In 2016, the FDA issued a final rule on tobacco products, expanding the agency's authority to regulate all tobacco — including e-cigarettes, hookah and cigars. The rule also made it illegal for retailers to sell tobacco products to minors and enabled the agency enforce the Family Smoking Prevention and Tobacco Control Act of 2009.

One of the House policy riders seeks to "completely exclude what the industry terms 'large and premium cigars' " from FDA oversight.

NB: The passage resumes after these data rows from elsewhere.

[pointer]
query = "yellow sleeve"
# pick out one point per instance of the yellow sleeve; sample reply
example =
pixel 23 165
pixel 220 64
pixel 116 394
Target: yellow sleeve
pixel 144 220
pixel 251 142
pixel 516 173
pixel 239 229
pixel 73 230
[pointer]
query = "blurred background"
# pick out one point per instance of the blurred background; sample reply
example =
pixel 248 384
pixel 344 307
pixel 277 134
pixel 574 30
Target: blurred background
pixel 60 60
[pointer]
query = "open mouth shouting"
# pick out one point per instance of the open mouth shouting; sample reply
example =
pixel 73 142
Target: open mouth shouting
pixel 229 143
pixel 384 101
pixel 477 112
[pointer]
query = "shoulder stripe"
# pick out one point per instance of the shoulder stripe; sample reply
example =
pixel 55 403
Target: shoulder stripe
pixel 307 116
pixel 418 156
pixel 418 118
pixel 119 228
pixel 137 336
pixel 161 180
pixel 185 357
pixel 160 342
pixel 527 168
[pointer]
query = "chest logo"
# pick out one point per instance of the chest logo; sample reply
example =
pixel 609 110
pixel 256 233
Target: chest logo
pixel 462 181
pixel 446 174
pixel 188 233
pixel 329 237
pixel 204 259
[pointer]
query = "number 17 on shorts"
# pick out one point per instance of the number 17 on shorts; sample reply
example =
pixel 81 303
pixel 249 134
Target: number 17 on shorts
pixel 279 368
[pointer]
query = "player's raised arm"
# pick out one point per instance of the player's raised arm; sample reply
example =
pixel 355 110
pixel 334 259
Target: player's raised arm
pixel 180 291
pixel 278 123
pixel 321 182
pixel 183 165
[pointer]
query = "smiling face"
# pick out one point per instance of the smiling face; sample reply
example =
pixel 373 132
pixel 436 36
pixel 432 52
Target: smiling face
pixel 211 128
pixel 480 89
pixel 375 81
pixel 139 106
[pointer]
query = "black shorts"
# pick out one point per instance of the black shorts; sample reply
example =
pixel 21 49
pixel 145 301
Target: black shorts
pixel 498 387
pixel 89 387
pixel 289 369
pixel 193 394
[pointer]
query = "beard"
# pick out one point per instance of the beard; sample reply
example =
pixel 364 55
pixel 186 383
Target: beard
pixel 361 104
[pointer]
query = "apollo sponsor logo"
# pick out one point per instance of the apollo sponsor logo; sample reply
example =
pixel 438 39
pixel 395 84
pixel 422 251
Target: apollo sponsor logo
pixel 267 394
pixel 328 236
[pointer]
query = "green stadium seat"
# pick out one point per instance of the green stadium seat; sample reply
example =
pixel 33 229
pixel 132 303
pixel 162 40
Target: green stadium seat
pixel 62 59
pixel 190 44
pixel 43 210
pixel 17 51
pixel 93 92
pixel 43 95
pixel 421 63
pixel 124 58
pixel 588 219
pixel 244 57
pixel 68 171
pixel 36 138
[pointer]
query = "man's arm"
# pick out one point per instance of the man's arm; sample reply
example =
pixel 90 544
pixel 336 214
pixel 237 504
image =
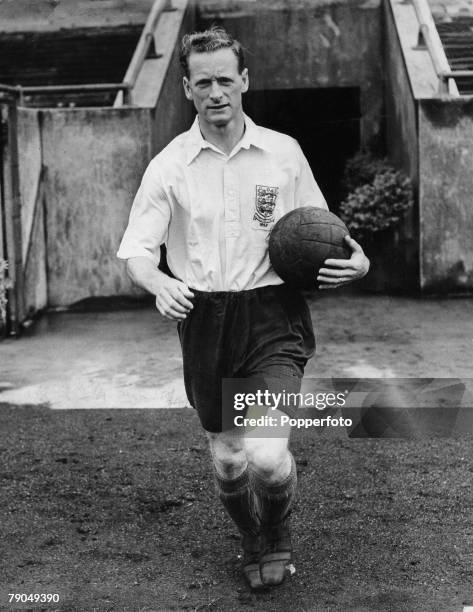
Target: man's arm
pixel 172 295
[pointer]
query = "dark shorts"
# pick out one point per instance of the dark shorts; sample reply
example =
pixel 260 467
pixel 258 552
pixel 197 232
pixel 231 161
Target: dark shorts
pixel 264 333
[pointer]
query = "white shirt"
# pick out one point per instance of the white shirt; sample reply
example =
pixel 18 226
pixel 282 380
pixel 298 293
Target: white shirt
pixel 215 211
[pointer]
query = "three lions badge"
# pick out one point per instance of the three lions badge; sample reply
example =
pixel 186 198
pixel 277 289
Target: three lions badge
pixel 265 202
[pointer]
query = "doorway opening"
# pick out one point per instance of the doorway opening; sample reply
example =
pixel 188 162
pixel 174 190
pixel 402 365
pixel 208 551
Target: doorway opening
pixel 325 122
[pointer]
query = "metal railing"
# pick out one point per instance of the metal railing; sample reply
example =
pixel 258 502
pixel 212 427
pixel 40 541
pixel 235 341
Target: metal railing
pixel 20 92
pixel 429 34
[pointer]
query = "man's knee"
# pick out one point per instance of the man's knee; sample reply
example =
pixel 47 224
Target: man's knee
pixel 228 454
pixel 270 459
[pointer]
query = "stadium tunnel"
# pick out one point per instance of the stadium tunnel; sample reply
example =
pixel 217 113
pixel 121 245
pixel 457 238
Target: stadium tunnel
pixel 91 91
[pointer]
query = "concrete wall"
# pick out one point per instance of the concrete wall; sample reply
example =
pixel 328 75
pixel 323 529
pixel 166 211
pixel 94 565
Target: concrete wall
pixel 401 107
pixel 445 195
pixel 51 15
pixel 94 160
pixel 310 43
pixel 172 112
pixel 402 149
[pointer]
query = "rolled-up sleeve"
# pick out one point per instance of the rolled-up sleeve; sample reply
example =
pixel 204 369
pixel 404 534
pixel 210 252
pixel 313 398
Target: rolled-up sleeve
pixel 149 219
pixel 307 191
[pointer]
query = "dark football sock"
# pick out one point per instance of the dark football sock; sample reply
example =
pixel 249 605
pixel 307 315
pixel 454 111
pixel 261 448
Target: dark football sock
pixel 275 499
pixel 240 502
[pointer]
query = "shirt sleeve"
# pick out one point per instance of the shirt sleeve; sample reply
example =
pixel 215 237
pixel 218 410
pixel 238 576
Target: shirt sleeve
pixel 307 191
pixel 149 219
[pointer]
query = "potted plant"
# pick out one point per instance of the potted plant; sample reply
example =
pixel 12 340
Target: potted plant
pixel 378 200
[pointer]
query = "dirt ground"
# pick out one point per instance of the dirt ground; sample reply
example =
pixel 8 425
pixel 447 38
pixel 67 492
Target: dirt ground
pixel 115 510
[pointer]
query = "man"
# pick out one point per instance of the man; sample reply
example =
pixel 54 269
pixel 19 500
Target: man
pixel 212 195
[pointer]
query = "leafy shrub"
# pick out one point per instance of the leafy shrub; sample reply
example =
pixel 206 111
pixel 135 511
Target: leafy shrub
pixel 379 197
pixel 360 170
pixel 5 284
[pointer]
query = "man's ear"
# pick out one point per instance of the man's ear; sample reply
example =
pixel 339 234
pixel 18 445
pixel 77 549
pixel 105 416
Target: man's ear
pixel 246 80
pixel 187 89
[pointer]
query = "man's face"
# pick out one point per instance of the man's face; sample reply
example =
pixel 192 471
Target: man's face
pixel 215 85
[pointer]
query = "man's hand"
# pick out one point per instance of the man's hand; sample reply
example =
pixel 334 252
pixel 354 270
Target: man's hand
pixel 172 299
pixel 172 295
pixel 343 271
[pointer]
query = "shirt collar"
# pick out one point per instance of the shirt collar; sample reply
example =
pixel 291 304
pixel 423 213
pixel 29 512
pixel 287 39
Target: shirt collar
pixel 196 142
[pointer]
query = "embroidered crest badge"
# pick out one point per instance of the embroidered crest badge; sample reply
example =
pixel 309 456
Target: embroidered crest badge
pixel 264 205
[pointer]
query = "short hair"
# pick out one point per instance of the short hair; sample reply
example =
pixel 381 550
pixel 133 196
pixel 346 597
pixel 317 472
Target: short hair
pixel 207 41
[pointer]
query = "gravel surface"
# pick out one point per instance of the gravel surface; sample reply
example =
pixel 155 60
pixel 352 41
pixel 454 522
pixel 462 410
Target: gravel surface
pixel 115 510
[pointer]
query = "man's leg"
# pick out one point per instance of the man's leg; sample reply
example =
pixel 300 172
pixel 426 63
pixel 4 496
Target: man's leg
pixel 274 480
pixel 235 491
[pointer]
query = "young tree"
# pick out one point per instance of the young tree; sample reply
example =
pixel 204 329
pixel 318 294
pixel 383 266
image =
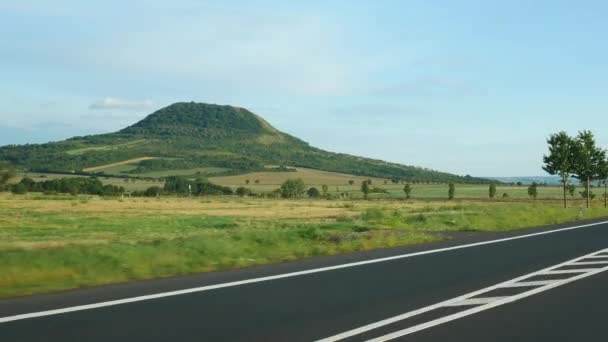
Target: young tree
pixel 408 190
pixel 6 173
pixel 313 192
pixel 561 158
pixel 571 189
pixel 365 189
pixel 589 161
pixel 293 188
pixel 532 190
pixel 451 191
pixel 324 190
pixel 492 190
pixel 243 191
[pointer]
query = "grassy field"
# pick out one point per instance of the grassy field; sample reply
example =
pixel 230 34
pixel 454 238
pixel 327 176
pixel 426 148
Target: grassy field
pixel 337 183
pixel 50 243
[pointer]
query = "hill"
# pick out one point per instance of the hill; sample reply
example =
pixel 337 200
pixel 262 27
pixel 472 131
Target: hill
pixel 196 138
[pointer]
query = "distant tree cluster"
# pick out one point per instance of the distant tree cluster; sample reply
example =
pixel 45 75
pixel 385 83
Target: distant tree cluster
pixel 200 187
pixel 73 186
pixel 577 157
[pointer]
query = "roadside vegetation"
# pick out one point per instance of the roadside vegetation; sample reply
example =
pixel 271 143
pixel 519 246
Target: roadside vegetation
pixel 57 242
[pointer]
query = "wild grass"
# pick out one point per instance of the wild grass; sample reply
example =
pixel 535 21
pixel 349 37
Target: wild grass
pixel 51 243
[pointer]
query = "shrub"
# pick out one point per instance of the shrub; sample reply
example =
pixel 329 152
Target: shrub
pixel 19 189
pixel 313 192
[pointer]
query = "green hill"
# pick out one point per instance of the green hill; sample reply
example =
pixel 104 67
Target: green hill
pixel 205 138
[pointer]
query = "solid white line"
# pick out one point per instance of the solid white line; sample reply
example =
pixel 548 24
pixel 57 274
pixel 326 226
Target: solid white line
pixel 590 263
pixel 476 301
pixel 580 270
pixel 597 257
pixel 531 283
pixel 469 312
pixel 282 276
pixel 406 315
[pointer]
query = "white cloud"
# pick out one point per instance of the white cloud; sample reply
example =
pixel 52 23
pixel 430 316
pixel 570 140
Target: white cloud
pixel 118 103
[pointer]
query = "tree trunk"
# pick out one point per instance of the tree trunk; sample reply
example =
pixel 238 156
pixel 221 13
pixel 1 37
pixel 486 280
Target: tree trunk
pixel 565 203
pixel 588 190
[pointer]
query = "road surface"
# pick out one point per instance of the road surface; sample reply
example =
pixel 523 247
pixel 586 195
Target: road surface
pixel 533 285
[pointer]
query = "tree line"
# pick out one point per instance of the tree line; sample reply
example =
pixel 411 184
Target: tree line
pixel 577 157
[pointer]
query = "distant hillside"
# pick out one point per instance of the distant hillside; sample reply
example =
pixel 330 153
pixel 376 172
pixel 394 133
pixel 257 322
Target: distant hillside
pixel 185 138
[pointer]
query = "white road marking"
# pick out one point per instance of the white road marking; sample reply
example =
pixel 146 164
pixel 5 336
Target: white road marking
pixel 591 263
pixel 578 270
pixel 476 301
pixel 452 302
pixel 531 283
pixel 597 257
pixel 281 276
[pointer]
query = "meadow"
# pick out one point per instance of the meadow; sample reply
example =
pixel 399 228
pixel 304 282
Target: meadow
pixel 60 242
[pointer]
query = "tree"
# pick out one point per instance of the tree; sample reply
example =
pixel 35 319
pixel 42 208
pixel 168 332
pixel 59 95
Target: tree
pixel 6 173
pixel 408 190
pixel 365 188
pixel 589 161
pixel 293 188
pixel 571 189
pixel 19 189
pixel 153 191
pixel 492 190
pixel 324 190
pixel 532 190
pixel 561 159
pixel 451 191
pixel 242 191
pixel 313 192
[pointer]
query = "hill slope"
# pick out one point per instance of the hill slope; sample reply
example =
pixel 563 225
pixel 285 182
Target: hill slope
pixel 198 136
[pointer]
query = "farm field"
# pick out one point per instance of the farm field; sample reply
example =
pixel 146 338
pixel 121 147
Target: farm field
pixel 51 243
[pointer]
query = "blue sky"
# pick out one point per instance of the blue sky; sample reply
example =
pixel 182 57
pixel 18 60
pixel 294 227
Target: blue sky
pixel 469 87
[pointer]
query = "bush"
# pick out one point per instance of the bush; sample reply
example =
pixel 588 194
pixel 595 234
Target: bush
pixel 19 189
pixel 153 191
pixel 243 191
pixel 313 192
pixel 372 214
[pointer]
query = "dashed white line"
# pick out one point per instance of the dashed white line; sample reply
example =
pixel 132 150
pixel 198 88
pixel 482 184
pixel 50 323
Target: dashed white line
pixel 474 298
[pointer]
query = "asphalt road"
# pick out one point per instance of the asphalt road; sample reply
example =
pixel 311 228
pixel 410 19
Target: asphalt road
pixel 318 305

In an April 11 letter, the coalition urged Appropriations members to oppose this provision, citing FDA findings that all cigars "pose serious negative health risks" and "are potentially addictive." It also noted that "tobacco use remains the leading preventable cause of death in the United States" and is responsible for an estimated $170 billion in health care costs.

"We are also concerned that the rider defines 'large and premium cigars' so broadly that it invites tobacco companies to modify their products to qualify for this exemption — a loophole that tobacco companies will surely exploit to exempt some cheap, machine-made, flavored cigars that appeal to youth."

The second House policy rider would change the so-called "grandfather date" in order to exempt many e-cigarettes, cigars and other tobacco products now on the market from an important FDA product review requirement. Current law requires manufacturers to submit products introduced to market after Feb. 15, 2007, for scientific review. The proposed rider removes that requirement.

"Changing this date would significantly weaken FDA's ability to take prompt action to protect children from thousands of fruit- and candy-flavored e-cigarettes and cigars, including products in flavors such as cotton candy, gummy bear and fruit punch that clearly appeal to kids," the coalition wrote.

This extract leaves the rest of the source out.